Long Covid Fools Us: Unemployment Could Be Much Higher Than Official Numbers Imply

Retirement

The Federal Reserve hiked interest rates yesterday to curb consumer demand and inflation acknowledging the move risks triggering a painful recession. Defending the move, the Fed points to low official unemployment numbers indicating a tight labor market that could induce a wage price spiral.

But I disagree. A late August Brookings Institution report by Katie Bach reveals millions of workers may jump back into the labor market soon, softening wage pressure and raising unemployment.

If I were on the Federal Reserve Board of Governors, I would point to the Brookings study and vote against the interest rate hikes, since the report suggests to me that workers don’t have as much power to hike wages and push up prices as it may seem.

The Brookings study analyzed data from the Household Pulse Survey from the U.S. Census and other estimates to conclude that nearly 2-4 million former workers are out of the labor market because of “long Covid.” I call these workers “long Covid displaced workers.”

Using the report’s reasoning, it is possible that long Covid contributes to about 27% of labor shortages. Brookings reasons that if employers say they have 11.4 million job openings and 3 million workers* and could fill those openings the labor market wouldn’t be so tight.

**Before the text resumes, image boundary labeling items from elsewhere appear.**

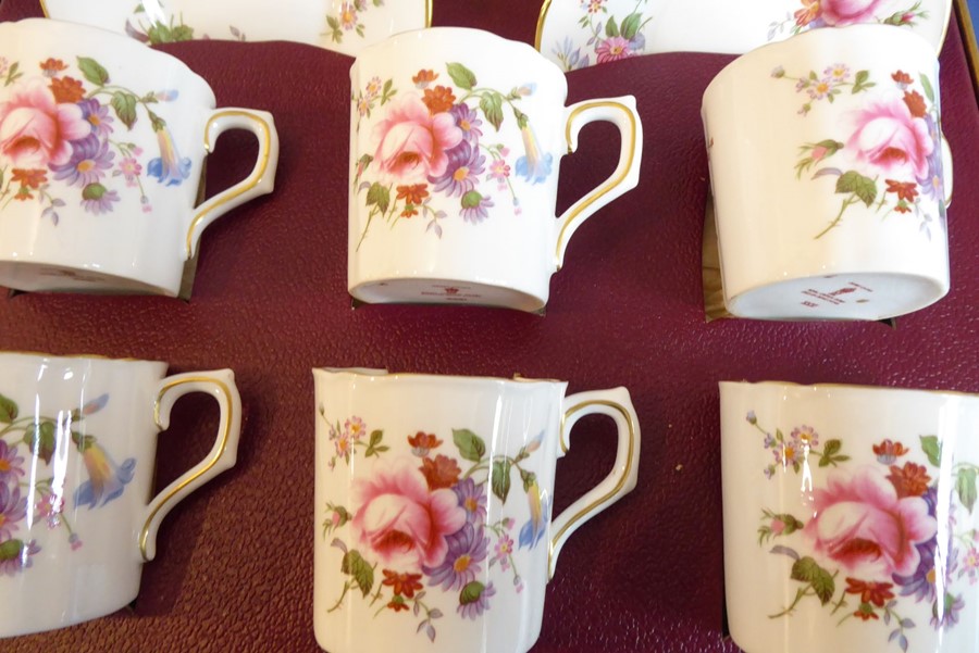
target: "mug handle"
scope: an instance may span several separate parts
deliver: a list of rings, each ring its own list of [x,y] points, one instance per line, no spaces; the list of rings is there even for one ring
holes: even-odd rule
[[[580,392],[565,398],[563,417],[561,418],[560,444],[558,454],[568,452],[568,435],[579,419],[585,415],[606,415],[616,420],[618,428],[618,447],[616,463],[611,472],[602,481],[578,498],[554,519],[550,539],[550,551],[547,555],[547,578],[554,577],[557,556],[565,542],[578,527],[617,502],[635,488],[639,476],[640,427],[635,409],[625,388],[611,390],[593,390]]]
[[[571,235],[593,213],[635,188],[643,159],[643,124],[635,111],[635,98],[622,96],[585,100],[565,110],[565,139],[568,153],[578,149],[578,135],[588,123],[606,121],[619,128],[621,145],[615,172],[588,194],[578,200],[555,222],[555,264],[565,262],[565,250]]]
[[[945,209],[952,205],[952,148],[949,140],[942,135],[942,178],[945,183]]]
[[[139,535],[139,553],[145,562],[157,555],[157,530],[163,517],[187,494],[225,469],[234,467],[241,434],[241,398],[231,369],[190,372],[169,376],[160,381],[153,405],[153,420],[161,431],[170,426],[170,411],[177,399],[190,392],[205,392],[218,400],[221,422],[218,439],[205,460],[166,486],[146,506],[146,523]]]
[[[187,242],[184,248],[186,260],[194,258],[201,233],[212,222],[245,202],[272,192],[275,187],[278,133],[272,114],[255,109],[215,109],[205,125],[205,149],[208,153],[213,151],[218,137],[228,129],[245,129],[255,134],[259,142],[258,160],[248,177],[197,208],[187,226]]]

And if the labor market isn’t so tight then the Fed is moving too sharply to cause a recession when we are closer to recession than the Fed thinks.

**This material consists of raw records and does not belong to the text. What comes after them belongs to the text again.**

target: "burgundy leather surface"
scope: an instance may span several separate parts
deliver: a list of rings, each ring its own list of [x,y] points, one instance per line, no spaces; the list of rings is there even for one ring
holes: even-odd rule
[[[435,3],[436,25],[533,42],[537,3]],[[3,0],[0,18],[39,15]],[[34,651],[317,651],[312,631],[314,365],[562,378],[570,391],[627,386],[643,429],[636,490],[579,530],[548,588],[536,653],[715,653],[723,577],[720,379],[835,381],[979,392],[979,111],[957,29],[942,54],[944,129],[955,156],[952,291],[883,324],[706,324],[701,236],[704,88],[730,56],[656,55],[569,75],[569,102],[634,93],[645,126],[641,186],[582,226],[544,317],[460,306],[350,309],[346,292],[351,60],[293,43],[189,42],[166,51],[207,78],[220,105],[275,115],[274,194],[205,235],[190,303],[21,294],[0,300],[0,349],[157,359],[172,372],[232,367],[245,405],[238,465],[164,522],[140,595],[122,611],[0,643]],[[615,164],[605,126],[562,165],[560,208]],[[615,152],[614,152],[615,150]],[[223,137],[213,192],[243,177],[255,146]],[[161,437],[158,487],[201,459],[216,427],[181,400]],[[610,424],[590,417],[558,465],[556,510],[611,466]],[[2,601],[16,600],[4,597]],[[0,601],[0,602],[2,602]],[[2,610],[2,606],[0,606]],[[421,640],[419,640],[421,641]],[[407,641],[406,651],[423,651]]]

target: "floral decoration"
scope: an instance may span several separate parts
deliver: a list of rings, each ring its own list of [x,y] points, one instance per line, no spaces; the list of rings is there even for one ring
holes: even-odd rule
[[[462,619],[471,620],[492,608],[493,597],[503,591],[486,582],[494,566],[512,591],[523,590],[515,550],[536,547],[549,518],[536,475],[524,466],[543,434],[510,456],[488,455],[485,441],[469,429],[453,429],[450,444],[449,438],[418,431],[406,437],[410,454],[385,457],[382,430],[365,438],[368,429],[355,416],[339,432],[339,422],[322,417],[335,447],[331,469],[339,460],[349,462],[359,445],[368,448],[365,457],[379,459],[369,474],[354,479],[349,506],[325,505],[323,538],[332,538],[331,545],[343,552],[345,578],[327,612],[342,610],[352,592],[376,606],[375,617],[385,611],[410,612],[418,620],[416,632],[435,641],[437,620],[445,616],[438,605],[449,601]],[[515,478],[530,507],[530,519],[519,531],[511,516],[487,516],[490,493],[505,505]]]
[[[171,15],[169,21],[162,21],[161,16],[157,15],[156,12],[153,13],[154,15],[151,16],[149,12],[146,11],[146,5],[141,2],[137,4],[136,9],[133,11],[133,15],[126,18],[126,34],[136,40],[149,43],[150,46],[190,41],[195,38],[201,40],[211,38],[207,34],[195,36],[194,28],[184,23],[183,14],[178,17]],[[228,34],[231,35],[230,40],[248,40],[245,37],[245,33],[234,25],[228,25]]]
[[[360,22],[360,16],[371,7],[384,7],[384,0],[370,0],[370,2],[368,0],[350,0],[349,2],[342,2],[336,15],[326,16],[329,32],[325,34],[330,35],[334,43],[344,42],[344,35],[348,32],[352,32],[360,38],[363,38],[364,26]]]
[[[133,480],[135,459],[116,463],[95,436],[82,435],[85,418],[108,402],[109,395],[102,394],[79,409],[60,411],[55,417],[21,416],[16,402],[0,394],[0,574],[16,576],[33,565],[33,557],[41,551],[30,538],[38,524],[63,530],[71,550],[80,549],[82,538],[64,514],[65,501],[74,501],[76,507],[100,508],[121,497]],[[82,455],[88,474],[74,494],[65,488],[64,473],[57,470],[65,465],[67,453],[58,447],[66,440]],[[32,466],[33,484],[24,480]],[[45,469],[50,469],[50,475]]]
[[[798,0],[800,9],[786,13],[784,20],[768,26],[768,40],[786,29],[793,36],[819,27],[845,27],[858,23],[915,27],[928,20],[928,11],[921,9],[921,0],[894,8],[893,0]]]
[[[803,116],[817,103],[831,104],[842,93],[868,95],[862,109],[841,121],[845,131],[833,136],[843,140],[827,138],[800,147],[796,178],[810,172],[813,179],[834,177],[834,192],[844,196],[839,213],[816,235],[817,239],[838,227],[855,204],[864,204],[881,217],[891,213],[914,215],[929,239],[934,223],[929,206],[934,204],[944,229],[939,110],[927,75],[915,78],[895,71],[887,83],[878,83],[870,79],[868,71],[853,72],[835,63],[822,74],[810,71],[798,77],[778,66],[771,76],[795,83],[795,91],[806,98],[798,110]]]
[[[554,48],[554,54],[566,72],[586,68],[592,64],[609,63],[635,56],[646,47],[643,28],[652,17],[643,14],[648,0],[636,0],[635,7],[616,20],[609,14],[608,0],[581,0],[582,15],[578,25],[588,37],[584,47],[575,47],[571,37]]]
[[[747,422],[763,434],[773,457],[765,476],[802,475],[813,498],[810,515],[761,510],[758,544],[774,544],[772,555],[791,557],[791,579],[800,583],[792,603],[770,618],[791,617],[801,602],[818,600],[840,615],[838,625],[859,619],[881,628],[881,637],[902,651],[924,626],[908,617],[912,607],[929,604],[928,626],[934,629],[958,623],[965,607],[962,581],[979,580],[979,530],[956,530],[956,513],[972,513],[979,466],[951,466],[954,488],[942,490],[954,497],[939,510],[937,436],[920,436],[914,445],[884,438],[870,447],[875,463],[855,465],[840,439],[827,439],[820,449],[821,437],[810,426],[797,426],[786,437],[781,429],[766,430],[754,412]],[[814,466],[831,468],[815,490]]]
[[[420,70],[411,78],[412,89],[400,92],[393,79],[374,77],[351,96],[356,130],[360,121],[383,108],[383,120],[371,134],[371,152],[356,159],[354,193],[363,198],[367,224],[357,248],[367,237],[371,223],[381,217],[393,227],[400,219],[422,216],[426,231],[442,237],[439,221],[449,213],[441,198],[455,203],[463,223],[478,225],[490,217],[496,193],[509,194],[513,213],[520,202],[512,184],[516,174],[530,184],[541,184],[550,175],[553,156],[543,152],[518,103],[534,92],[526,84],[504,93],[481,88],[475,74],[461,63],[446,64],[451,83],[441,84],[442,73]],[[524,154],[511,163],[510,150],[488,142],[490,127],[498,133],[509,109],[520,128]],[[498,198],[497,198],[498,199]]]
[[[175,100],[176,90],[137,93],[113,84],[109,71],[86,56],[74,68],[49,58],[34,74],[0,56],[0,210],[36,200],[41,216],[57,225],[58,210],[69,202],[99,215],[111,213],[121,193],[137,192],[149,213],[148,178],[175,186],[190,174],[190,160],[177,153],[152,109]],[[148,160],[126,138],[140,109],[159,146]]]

Why do I think there is a reserve army of people ready to work?

A Federal Reserve Bank of Minneapolis study found about one half of those experiencing symptoms for longer than three months recovered. That means about 1.5 million workers could be now ready to jump in the labor market, increased the numbers of jobless by almost 18% by adding to the already 8.4 million unemployed.

Also many people may not be working yet because they are isolating, family members are recovering, or children’s school schedules are unstable.

Again, if I were on the Fed Board of Governors I would point to my Fed colleagues this large reserve army of labor who may compete against the unemployed and moderate wage hikes.

Brookings also helps us understand how many wages are lost because of long Covid — David Cultler at Harvard estimates $200B a year. Fed-type economists focused on inflation might worry if long Covid sufferers recover enough to earn those lost wages, consumer demand would go up. But all the $200B wouldn’t translate into new consumer demand: long Covid displaced workers are spending income now and a big portion of wages are taxed, saved, and diverted to health insurance and pensions. The inflation pressure just isn’t there.

Policies to help displaced workers jump back into work include expanding Medicare and mandating workplace accomodations

Older workers are probably more likely to have long Covid symptoms. Making Medicare the first payer, and employer-plans the second health-insurance payer, may right an unintended source of age discrimination since health insurance for older is more expensive. If Medicare was first payer and Medicare age was at 50 instead of 65, many more employers would welcome many more older workers.

Brookings calls for government requiring employers to help long Covid displaced workers by mandating improved workplace accommodations.

I don’t think government will mandate better working conditions – though we have room to expand paid sick leave given the United States stands far away from our wealthy-nation counterparts by not mandating paid sick leave. Around 30 million workers have no paid sick leave. But employers needing to attract workers from this ready supply of long Covid displaced workers may start offering paid sick leave.

Probable employer accommodation makes my point even stronger. The labor market is not as tight as it seems and the Fed may be raising interest rates too fast and too high.